Wellbing and Quantum Physics
David Thompson, Director of DPT Urban Design, compares Wellbeing to quantum physics in response to BEFS Annual Lecture 2016.
Wellbeing is a little like quantum physics.
According to the latter’s principles, we don’t know the definite position of a particle until it’s measured by an observer.
So it goes with wellbeing. There’s only a particular state at a particular point in time. Wellbeing is dynamic and ever changing and it’s the key truth Sir Harry Burns explained within his presentation.
To get close to designing a wellbeing system that identifies actions, before thinking through the role of Development Planning within it, the system could:
- Gather data very regularly – a highly engaging set of processes to understand ‘the now’;
- Identify the ‘initial conditions’ – identify those aspects that lie behind what we see when we engage; and
- Adapt to emerging needs – have an agility that affords changes in direction and purpose.
A system would need measures or indicators to know if changes or interventions are having an impact. This is where it starts to get very murky. I’ve viewed a recent presentation that identified over 2000 separate indicators in a literature review. 2000!!?? Room for debate then?

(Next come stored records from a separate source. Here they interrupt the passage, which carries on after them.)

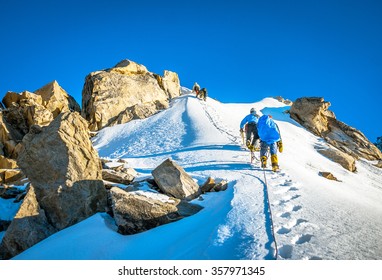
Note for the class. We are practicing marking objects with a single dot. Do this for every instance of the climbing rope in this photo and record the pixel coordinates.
(270, 214)
(233, 138)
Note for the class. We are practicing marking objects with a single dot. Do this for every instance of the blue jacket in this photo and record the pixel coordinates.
(268, 130)
(248, 119)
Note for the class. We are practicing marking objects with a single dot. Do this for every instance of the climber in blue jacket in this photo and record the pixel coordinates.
(250, 122)
(270, 137)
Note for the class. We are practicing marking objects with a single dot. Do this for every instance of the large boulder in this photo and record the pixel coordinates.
(313, 114)
(174, 181)
(40, 108)
(139, 211)
(345, 160)
(66, 175)
(29, 226)
(56, 99)
(65, 169)
(110, 95)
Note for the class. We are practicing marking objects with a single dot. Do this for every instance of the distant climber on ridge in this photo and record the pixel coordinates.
(196, 89)
(203, 94)
(270, 137)
(250, 124)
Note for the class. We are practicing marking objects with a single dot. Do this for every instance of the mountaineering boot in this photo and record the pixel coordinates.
(263, 162)
(249, 146)
(275, 163)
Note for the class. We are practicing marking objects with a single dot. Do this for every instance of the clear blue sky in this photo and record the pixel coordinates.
(241, 51)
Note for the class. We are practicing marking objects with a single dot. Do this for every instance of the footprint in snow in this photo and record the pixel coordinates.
(301, 239)
(286, 251)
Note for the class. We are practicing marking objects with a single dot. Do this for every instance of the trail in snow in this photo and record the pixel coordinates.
(309, 217)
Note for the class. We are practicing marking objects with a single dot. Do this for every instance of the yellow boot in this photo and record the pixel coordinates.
(263, 162)
(275, 163)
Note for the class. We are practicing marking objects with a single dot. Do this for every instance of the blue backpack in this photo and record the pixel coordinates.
(268, 130)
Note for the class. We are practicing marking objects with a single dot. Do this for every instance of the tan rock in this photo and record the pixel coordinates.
(345, 160)
(139, 211)
(118, 176)
(313, 114)
(8, 176)
(328, 175)
(6, 163)
(208, 185)
(56, 99)
(65, 170)
(29, 227)
(174, 181)
(109, 96)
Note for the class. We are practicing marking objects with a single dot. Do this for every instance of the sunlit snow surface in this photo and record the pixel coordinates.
(313, 218)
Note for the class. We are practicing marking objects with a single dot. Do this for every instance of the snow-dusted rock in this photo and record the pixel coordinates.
(173, 180)
(124, 177)
(110, 96)
(314, 115)
(345, 160)
(139, 211)
(65, 170)
(29, 227)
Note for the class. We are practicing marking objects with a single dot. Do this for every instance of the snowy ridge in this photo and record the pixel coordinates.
(311, 217)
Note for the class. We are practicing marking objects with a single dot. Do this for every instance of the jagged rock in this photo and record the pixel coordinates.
(9, 137)
(27, 112)
(345, 160)
(56, 99)
(174, 181)
(123, 177)
(39, 108)
(29, 227)
(285, 101)
(8, 192)
(140, 111)
(4, 225)
(208, 185)
(170, 83)
(8, 176)
(7, 163)
(139, 211)
(328, 175)
(313, 114)
(221, 186)
(111, 96)
(65, 170)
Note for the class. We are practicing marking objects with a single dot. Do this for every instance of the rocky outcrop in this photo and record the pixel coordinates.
(174, 181)
(56, 100)
(140, 111)
(7, 140)
(313, 114)
(345, 160)
(10, 175)
(123, 177)
(328, 176)
(139, 211)
(27, 109)
(118, 94)
(29, 226)
(66, 175)
(211, 186)
(63, 166)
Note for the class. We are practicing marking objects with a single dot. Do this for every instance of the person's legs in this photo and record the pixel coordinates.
(263, 154)
(274, 159)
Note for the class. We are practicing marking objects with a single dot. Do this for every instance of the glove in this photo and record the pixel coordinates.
(280, 146)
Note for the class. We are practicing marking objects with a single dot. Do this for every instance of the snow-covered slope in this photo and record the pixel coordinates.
(311, 217)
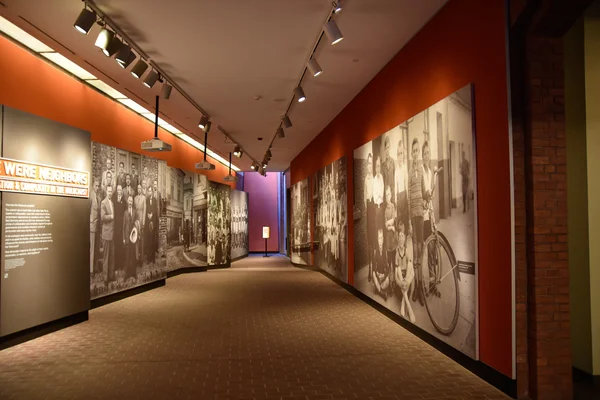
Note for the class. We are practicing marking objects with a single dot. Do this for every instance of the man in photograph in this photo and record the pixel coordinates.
(107, 215)
(121, 175)
(129, 239)
(120, 208)
(128, 189)
(107, 171)
(95, 201)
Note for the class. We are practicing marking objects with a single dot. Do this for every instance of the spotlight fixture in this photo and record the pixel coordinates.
(337, 6)
(104, 38)
(151, 79)
(85, 21)
(287, 122)
(139, 68)
(333, 32)
(314, 67)
(166, 91)
(125, 56)
(299, 93)
(112, 48)
(237, 151)
(203, 122)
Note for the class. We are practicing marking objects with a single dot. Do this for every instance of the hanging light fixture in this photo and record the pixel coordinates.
(85, 21)
(299, 93)
(333, 32)
(139, 68)
(314, 67)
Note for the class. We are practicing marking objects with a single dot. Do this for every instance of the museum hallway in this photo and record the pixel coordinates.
(262, 329)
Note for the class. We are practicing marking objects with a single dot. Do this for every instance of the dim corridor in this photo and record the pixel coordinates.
(259, 330)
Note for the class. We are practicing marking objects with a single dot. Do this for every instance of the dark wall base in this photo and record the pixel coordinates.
(189, 270)
(485, 372)
(41, 330)
(102, 301)
(239, 258)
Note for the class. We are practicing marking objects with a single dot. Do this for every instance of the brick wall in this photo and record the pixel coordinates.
(548, 326)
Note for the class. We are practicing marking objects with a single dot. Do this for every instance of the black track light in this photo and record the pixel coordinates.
(85, 21)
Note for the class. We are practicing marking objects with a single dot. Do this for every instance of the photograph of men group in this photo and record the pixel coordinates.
(330, 208)
(239, 224)
(219, 224)
(186, 210)
(415, 220)
(300, 221)
(126, 208)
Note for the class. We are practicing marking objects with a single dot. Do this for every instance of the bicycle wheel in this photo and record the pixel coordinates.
(439, 282)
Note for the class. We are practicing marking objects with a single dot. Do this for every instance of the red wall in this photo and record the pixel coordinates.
(31, 84)
(262, 210)
(464, 42)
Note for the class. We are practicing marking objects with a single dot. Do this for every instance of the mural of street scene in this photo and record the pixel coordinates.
(330, 219)
(186, 213)
(126, 220)
(415, 221)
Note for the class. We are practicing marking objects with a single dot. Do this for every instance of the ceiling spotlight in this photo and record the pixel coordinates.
(299, 93)
(104, 38)
(139, 68)
(85, 21)
(286, 121)
(203, 122)
(151, 79)
(237, 151)
(166, 91)
(314, 67)
(337, 6)
(333, 32)
(112, 48)
(125, 56)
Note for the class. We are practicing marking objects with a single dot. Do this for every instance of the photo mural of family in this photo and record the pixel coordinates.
(219, 224)
(300, 229)
(187, 208)
(330, 201)
(239, 224)
(127, 234)
(415, 221)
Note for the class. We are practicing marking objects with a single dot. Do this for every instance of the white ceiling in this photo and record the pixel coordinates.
(225, 54)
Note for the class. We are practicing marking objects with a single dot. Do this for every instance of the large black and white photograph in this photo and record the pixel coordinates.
(186, 212)
(415, 221)
(239, 224)
(219, 224)
(300, 219)
(330, 202)
(126, 220)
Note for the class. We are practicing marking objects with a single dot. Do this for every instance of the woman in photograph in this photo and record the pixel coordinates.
(370, 214)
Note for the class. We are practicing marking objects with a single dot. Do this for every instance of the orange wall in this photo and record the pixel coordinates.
(33, 85)
(464, 42)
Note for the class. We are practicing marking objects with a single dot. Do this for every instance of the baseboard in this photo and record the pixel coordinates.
(102, 301)
(32, 333)
(189, 270)
(239, 258)
(485, 372)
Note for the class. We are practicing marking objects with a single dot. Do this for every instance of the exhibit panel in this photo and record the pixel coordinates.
(239, 224)
(300, 213)
(219, 224)
(127, 220)
(415, 221)
(186, 212)
(330, 201)
(44, 179)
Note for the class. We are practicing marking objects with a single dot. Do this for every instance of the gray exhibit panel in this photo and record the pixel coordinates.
(43, 275)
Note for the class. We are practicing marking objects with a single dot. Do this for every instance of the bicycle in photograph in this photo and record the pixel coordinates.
(439, 275)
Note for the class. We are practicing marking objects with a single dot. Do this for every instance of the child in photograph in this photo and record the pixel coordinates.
(404, 274)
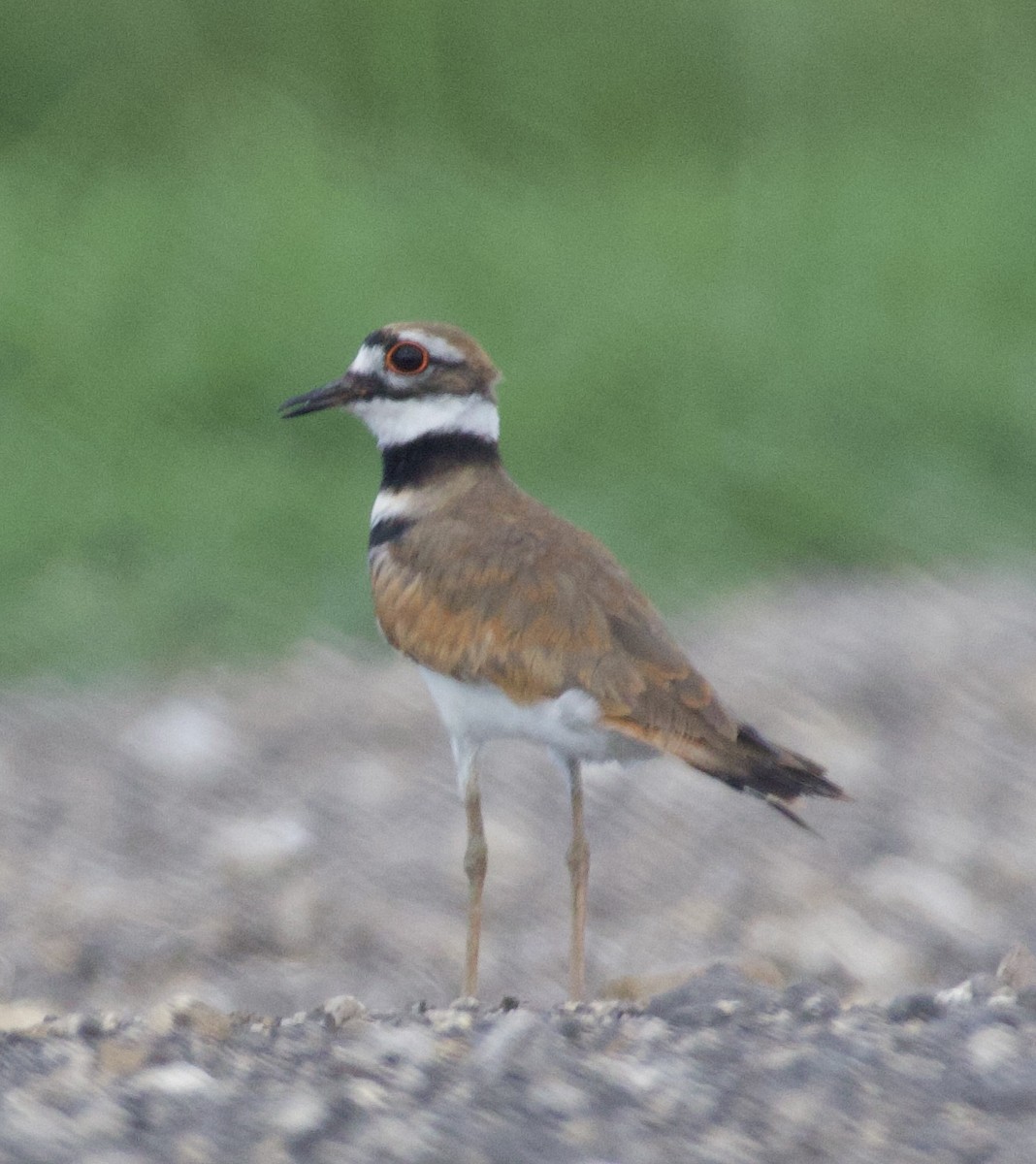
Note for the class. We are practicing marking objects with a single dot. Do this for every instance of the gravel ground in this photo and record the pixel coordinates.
(256, 843)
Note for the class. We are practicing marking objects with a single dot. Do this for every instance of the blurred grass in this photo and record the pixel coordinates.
(761, 276)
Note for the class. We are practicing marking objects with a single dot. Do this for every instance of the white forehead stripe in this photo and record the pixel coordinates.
(437, 347)
(399, 422)
(370, 359)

Perhaps not. We do know that Maslow’s Hierarchy of Needs provides much of the context for wellbeing and we also have a model for appreciating the Determinants of Health. The central tenant within this very complex landscape, one that was covered in the presentations, is that having a network of people you know really matters. Some people may call this a community. It turns out that if this network or community have a shared purpose that helps bring meaning and a degree of control to everyone’s lives then even better. Having an agreement on this approach or assertion seems a useful starting point.
How does the Development Planning system fit with this idea? This system is far more simple, in (very) short, it states where new development is built and what it looks like, how we manage changes in existing built and natural contexts and a process for making decisions. So in theory, this sounds interesting and useful to thinking about wellbeing.

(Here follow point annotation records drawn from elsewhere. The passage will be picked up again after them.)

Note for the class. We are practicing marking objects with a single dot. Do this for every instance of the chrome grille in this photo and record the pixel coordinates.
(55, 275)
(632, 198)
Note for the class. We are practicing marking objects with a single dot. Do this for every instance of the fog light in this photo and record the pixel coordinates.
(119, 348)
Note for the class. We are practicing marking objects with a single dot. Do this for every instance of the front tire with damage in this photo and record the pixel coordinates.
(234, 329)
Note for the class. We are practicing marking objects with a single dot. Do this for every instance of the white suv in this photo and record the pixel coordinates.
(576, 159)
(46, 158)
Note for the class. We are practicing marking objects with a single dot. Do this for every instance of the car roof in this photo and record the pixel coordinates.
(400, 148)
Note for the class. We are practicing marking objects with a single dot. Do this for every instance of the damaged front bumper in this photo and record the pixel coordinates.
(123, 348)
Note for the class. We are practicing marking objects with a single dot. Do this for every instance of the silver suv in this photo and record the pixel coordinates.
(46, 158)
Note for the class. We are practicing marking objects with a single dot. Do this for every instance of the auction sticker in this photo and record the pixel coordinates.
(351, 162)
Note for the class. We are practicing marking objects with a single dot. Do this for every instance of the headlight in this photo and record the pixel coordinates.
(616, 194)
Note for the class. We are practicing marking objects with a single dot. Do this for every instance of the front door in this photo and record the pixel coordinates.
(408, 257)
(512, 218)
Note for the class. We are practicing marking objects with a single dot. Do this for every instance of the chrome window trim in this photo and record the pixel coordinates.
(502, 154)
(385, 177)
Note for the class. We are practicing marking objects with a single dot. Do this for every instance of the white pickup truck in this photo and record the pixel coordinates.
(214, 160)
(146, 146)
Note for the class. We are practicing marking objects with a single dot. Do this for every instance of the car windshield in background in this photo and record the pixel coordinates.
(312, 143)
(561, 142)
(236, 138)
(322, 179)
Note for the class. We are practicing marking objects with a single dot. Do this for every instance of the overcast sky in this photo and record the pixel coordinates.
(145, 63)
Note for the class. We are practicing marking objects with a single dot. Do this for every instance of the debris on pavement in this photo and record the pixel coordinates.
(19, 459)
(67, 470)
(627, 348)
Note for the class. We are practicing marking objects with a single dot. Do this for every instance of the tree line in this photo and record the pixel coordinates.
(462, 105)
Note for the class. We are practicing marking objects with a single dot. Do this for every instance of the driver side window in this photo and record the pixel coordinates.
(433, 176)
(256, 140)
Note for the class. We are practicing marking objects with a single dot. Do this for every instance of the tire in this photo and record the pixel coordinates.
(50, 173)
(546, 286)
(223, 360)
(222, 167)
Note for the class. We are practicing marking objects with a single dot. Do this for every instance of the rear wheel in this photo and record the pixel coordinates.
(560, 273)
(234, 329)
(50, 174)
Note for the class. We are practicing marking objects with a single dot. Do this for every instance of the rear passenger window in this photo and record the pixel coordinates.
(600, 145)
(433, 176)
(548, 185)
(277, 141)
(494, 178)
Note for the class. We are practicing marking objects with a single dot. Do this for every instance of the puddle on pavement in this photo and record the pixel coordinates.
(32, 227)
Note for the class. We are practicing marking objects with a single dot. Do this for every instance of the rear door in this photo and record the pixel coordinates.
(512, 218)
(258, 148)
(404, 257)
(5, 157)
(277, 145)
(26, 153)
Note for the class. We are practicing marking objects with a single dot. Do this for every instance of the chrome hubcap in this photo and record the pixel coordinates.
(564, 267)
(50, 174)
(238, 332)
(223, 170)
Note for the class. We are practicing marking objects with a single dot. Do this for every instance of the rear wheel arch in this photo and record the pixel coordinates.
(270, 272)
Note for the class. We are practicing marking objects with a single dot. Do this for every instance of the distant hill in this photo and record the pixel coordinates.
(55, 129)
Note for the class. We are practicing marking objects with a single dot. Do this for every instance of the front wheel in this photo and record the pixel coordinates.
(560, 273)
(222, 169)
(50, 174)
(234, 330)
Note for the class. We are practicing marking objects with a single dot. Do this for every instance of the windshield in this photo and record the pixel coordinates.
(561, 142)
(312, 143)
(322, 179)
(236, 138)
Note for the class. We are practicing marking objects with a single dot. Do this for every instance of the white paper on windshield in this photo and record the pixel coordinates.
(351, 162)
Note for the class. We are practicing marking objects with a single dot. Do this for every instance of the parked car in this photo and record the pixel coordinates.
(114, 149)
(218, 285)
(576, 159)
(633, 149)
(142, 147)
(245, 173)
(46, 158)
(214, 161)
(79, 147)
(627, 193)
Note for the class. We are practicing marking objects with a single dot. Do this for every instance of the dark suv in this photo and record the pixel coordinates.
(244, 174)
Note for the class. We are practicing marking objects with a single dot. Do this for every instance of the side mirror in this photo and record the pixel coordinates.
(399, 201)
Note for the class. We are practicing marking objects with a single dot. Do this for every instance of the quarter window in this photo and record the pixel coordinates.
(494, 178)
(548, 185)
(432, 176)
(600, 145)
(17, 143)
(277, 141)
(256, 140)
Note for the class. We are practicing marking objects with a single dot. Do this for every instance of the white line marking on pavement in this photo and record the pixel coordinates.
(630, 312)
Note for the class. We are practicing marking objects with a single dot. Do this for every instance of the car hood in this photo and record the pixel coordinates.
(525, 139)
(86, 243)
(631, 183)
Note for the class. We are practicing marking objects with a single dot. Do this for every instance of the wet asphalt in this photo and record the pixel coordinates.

Is it? Thinking about the need to gather data very regularly and respond very quickly, a Local Development Plan is 3 to 4 years in the making and has a shelf life of 5 years. At the extreme end, if an idea is missed at the Main Issues stage (right at the beginning), it may have to sit there for 8 years until it can become an action (reconsidered in the next Main Issues report (5 years later) and enforced in the subsequent Adopted Local Development Plan).
However, based on experience, many of the issues raised within the Development Plan making process by people, relate to aspects of their life in the context of how they live and interact with their place. It’s highly unlikely that we are going to see protests outside Council offices with a banner saying ‘that street you’re proposing to be built in 7 years’ time isn’t conducive to social interaction and should be realigned to better connect with greenspace!!’.

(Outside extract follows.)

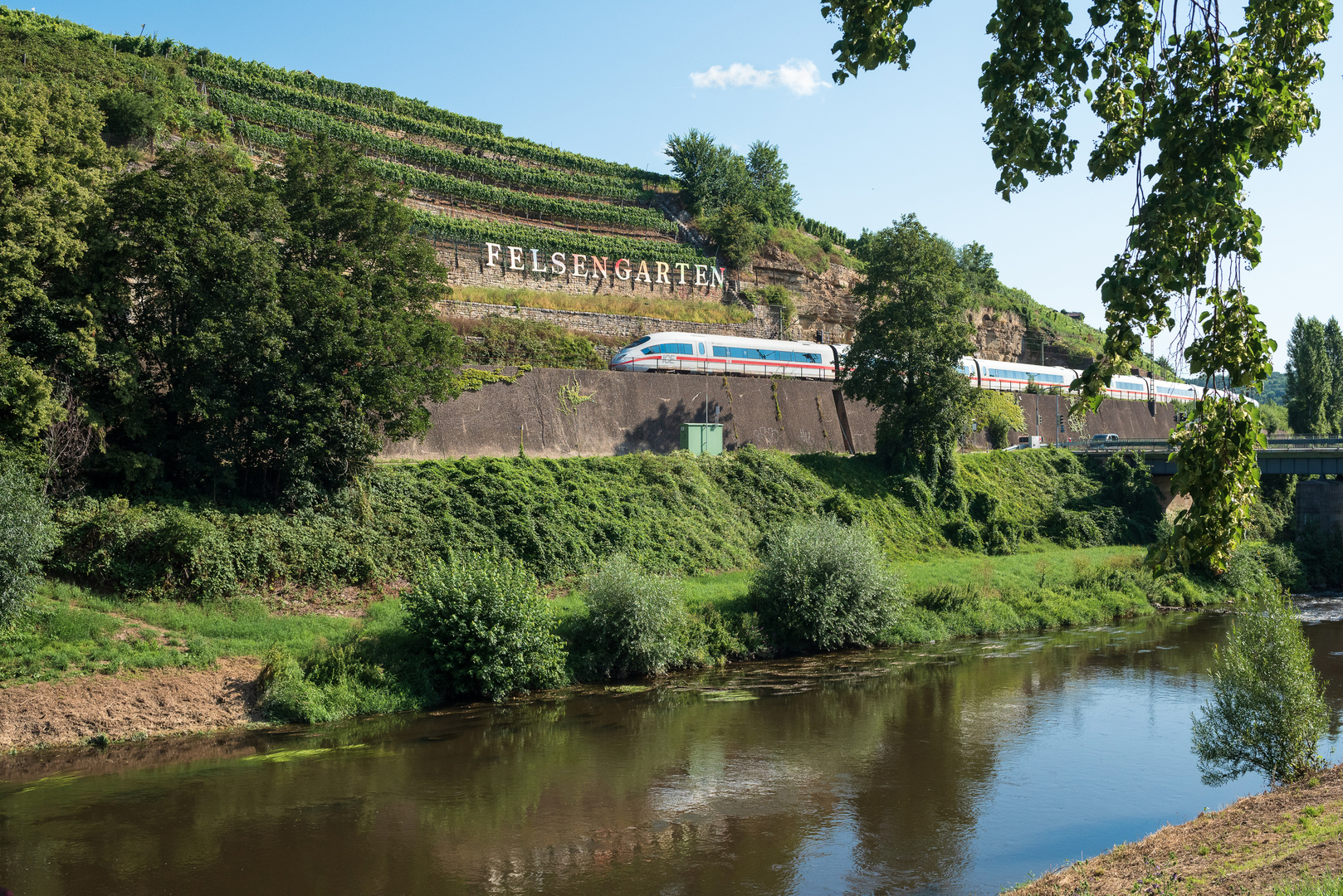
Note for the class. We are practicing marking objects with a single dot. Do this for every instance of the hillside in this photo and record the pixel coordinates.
(574, 217)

Scotland’s Community Planning system is shaping up, alongside the integration of social and health services, so perhaps the main focus lies here, instead of ‘Main Issues’ exercises. The collaborative processes happening across Scotland right now (of which I’m privileged to be part of two), within the Scottish Government’s Charrette mainstreaming programme, offer the chance to get data, asks questions, find out what matters and propose actions, regardless of a particular system.
I’m convinced the rules of how we design new places can be written on a side of A4 (by rules I mean the key aspects that shape new development, not window details!) so every new physical context we build in Scotland is consistent and helpful to those that live in it. Here’s a challenge to someone, what would a wellbeing diagram within a master plan look like? What would it show?
One insightful comment made the point that the focus of the Development Planning system keeps changing. There’s some truth in this. Place-making has replaced sustainability, resilience replaced it to some degree and now there’s a focus on wellbeing and health.
We know that our perception of the world we see is based on the information received through our senses and interpreted in our brain into a model of understanding. Without a consistent approach based around the aspects of wellbeing we do know, we’re stuck in the land of 2000+ measures and a huge range of opinions. This diversity of wellbeing understanding was evident during the evening as almost every subject we can think of was linked in some way to wellbeing. From a young planning lawyers question about “who pays for infrastructure” to an assertion “it’s about more cinemas son” to a debate on Edinburgh’s greenbelt.
The way I try and tackle information is the same way Kip Thorne wrote his book (the physicist behind the film Interstellar) by taking information and placing it into one of three categories 1) information we know is evidenced based 2) educated guesses extrapolated from some evidence 3) speculation. My experience of the built environment sector is that we’re generally in columns 2 and 3. This sector (and I place myself in this) have much to learn from the evidence based approach of the health sector.